It comes as no surprise that the President's Commission on Organized Crime has found mob links to the Teamsters. The union has been the focus of corruption charges for at least 30 years; three of its former presidents have gone to prison, and the current president, Jackie Presser, has been the target of a Justice Department strike force investigation and extensive grand jury proceedings. Still, the union continues to be dominated by men who, according to the commission, "have been firmly under the influence of organized crime since the '50s." What, other than continuing the investigations and prosecutions, can be done to change the situation?
One possibility is to focus on the election process within the union. Federal law requires labor organizations to elect their national leadership by one of two methods: members vote by secret ballot directly for the president, or they elect delegates to a convention that makes the selection. The Teamsters and one other national labor organization -- the Amalgamated Transit Union -- use a somewhat different method, which was described in detail in a recent article in this paper by Peter Perl. In these two unions, members vote for local officers, some of whom eventually become delegates to the national convention.
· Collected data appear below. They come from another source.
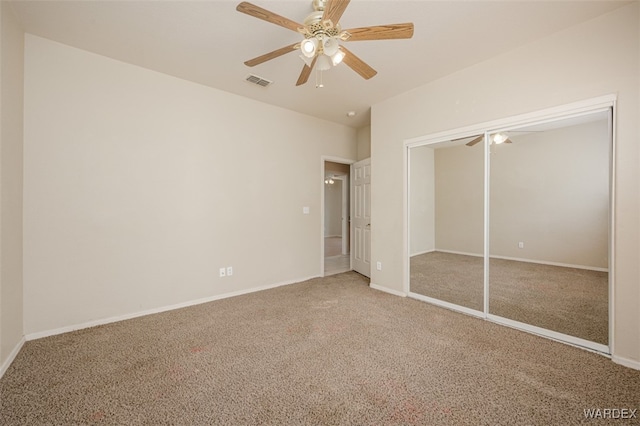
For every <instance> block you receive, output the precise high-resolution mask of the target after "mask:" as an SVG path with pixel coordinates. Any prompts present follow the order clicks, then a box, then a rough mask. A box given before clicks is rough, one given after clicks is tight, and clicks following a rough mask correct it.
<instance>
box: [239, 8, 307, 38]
mask: <svg viewBox="0 0 640 426" xmlns="http://www.w3.org/2000/svg"><path fill="white" fill-rule="evenodd" d="M236 10H237V11H238V12H242V13H246V14H247V15H250V16H253V17H255V18H258V19H262V20H263V21H267V22H271V23H272V24H276V25H280V26H281V27H284V28H286V29H289V30H292V31H296V32H297V31H298V28H302V27H303V26H304V25H302V24H298V23H297V22H294V21H292V20H291V19H288V18H285V17H284V16H280V15H278V14H276V13H273V12H270V11H268V10H267V9H263V8H261V7H260V6H256V5H255V4H251V3H249V2H246V1H243V2H242V3H240V4H239V5H238V6H237V7H236Z"/></svg>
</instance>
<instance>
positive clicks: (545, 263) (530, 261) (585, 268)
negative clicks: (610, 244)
mask: <svg viewBox="0 0 640 426" xmlns="http://www.w3.org/2000/svg"><path fill="white" fill-rule="evenodd" d="M431 251H439V252H441V253H450V254H460V255H463V256H474V257H484V255H482V254H478V253H466V252H462V251H453V250H440V249H435V250H431ZM425 253H428V252H425ZM425 253H416V255H417V254H425ZM414 256H415V255H414ZM489 257H490V258H491V259H502V260H513V261H515V262H526V263H535V264H538V265H549V266H561V267H563V268H575V269H584V270H587V271H598V272H609V269H608V268H600V267H597V266H587V265H573V264H571V263H560V262H547V261H545V260H535V259H523V258H520V257H509V256H489Z"/></svg>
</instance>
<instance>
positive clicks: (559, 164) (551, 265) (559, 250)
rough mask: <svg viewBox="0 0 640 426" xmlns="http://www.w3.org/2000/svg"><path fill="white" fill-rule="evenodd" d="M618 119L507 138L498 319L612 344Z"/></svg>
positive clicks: (494, 214) (497, 244)
mask: <svg viewBox="0 0 640 426" xmlns="http://www.w3.org/2000/svg"><path fill="white" fill-rule="evenodd" d="M608 120H609V113H608V111H606V112H601V113H596V114H589V115H584V116H581V117H576V118H571V119H563V120H559V121H556V122H552V123H547V124H542V125H536V126H528V127H526V128H519V129H516V130H509V131H505V132H499V133H500V134H501V135H502V136H500V137H501V138H504V139H505V140H506V141H508V142H510V143H502V144H492V145H491V151H490V152H491V154H490V198H489V206H490V207H489V212H490V214H489V217H490V226H489V229H490V245H489V246H490V263H489V313H490V314H494V315H498V316H501V317H504V318H508V319H511V320H515V321H518V322H522V323H526V324H531V325H534V326H537V327H542V328H545V329H548V330H552V331H556V332H560V333H563V334H567V335H571V336H575V337H579V338H581V339H585V340H589V341H593V342H596V343H601V344H604V345H607V344H608V307H609V300H608V296H609V293H608V291H609V290H608V289H609V278H608V272H607V271H608V268H609V246H608V241H609V225H608V224H609V187H610V184H609V164H610V137H609V130H608V129H609V124H608Z"/></svg>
In the case of the Teamsters, some local elections are held as long as 30 months before the national convention, and only 40 percent of those elected actually become delegates.
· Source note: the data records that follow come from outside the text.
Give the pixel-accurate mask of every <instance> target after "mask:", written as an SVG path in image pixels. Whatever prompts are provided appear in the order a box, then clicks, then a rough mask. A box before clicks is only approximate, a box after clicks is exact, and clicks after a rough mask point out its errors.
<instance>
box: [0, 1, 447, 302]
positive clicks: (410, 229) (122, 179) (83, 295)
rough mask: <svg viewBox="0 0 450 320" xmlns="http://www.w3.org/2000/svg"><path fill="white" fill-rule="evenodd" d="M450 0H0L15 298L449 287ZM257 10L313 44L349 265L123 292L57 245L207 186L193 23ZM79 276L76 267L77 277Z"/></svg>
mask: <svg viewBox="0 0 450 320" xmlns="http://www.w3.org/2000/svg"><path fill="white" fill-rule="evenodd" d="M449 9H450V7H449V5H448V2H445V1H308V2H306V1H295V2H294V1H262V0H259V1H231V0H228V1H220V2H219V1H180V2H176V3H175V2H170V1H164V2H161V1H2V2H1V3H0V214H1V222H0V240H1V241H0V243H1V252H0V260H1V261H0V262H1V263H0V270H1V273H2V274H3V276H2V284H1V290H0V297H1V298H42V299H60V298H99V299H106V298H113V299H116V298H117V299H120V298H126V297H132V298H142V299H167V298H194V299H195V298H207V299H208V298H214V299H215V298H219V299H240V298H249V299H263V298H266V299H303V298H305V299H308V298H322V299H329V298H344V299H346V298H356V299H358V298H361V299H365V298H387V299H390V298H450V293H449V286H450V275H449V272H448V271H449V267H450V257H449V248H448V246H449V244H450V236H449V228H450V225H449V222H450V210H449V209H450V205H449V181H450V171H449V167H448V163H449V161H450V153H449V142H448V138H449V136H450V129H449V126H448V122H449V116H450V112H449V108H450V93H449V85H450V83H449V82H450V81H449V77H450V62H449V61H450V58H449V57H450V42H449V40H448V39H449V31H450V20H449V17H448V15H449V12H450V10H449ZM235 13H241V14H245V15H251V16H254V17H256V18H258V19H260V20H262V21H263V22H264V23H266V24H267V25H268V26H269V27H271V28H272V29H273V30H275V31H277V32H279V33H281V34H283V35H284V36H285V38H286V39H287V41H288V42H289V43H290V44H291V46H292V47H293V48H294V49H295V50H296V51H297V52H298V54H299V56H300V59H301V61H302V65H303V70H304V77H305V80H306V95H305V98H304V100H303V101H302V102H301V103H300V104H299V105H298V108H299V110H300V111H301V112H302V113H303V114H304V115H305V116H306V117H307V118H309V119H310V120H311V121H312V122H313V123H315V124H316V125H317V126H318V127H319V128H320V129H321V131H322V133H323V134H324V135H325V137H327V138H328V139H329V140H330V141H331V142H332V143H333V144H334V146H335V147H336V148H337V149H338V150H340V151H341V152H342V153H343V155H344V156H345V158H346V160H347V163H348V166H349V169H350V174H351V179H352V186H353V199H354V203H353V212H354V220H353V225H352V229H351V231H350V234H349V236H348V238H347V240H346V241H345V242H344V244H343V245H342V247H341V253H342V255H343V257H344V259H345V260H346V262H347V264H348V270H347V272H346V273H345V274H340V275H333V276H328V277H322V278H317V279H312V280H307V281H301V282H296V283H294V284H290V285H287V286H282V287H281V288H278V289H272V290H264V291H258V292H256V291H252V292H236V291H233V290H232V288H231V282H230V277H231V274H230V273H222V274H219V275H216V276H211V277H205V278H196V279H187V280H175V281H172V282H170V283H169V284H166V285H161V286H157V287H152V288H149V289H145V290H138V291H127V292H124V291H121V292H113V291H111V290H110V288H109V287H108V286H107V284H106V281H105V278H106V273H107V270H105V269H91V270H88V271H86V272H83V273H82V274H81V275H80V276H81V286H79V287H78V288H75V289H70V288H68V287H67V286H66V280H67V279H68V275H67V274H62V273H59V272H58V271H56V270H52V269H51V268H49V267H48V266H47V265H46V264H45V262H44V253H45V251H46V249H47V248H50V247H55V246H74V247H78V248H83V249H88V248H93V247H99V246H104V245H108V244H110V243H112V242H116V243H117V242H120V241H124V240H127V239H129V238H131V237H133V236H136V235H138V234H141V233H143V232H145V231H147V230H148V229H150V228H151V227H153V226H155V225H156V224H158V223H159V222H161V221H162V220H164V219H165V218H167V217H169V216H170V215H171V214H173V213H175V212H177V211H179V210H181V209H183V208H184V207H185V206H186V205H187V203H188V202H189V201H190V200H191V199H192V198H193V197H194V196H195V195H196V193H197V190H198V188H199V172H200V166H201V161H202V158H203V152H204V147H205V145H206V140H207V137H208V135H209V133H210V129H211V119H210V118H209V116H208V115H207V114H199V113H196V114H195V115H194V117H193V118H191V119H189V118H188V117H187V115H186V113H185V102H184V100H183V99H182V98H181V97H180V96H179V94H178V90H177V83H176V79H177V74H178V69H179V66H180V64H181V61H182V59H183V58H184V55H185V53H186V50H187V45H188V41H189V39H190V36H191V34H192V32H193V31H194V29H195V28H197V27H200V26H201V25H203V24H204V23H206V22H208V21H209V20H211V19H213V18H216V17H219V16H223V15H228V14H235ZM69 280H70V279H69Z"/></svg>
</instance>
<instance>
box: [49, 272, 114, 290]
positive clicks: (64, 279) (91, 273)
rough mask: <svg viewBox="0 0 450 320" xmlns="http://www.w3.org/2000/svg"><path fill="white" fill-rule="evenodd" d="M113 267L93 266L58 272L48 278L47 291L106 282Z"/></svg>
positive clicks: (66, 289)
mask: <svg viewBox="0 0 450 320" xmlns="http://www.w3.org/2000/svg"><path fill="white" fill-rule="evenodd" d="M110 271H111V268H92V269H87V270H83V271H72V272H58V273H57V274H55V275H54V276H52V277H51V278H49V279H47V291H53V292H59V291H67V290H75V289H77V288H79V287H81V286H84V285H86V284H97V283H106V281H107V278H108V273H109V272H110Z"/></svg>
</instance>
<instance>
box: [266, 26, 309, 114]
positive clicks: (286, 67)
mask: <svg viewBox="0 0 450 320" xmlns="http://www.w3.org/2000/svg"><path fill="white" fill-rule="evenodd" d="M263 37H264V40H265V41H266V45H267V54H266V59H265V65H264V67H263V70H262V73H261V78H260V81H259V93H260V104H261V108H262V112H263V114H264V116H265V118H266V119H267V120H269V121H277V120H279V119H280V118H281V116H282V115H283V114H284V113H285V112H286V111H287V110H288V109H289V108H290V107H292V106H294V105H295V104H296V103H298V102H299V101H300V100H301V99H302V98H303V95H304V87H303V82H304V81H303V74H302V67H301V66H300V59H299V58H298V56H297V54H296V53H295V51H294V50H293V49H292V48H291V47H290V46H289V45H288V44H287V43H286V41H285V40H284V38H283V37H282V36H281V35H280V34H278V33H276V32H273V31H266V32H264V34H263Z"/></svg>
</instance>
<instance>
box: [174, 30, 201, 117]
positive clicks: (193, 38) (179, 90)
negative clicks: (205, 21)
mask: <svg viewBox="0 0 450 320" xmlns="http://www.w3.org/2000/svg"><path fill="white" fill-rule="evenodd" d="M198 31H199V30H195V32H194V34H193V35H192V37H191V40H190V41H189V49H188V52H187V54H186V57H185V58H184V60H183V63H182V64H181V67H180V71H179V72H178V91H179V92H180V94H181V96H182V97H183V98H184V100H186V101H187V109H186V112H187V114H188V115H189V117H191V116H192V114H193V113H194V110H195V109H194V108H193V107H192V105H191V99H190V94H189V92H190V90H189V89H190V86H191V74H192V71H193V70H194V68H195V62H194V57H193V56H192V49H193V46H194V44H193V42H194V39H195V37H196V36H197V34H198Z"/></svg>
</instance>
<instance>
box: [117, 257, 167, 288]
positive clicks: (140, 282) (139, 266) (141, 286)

In 1966 the Labor Department approved this procedure, holding it consistent with the requirements of the law. That view was reaffirmed in 1971, but since the last year of the Carter administration, department officials, both career and appointed, have sought to reverse the ruling. So far, they have not succeeded, which may be due to the political clout of the Teamsters or to the legitimate objection that the law really is unclear.
Teamsters for a Democratic Union, an organization of union members fighting Mr. Presser, took another tack by asking a federal court to require timely and direct elections for president. But this week, the TDU suit was dismissed for the procedural reason that the law does not authorize pre- election court challenges. An action can be refiled after the next election in May.
There is a third way to address this problem, and that is in Congress. Labor Department officials do not recall any recent efforts in the legislature to amend the Landrum-Griffin law and clarify the rules for union elections. Arthur Fox, a lawyer for the TDU, claims that the Teamsters' aberrational election process "is the method they have used to have a string of bad apples elected." Requiring a truly democratic procedure for electing the union president might make an important difference. If the department and the courts are unable or unwilling to act, Congress has an obligation to do so. The labor committees in both houses should start the ball rolling.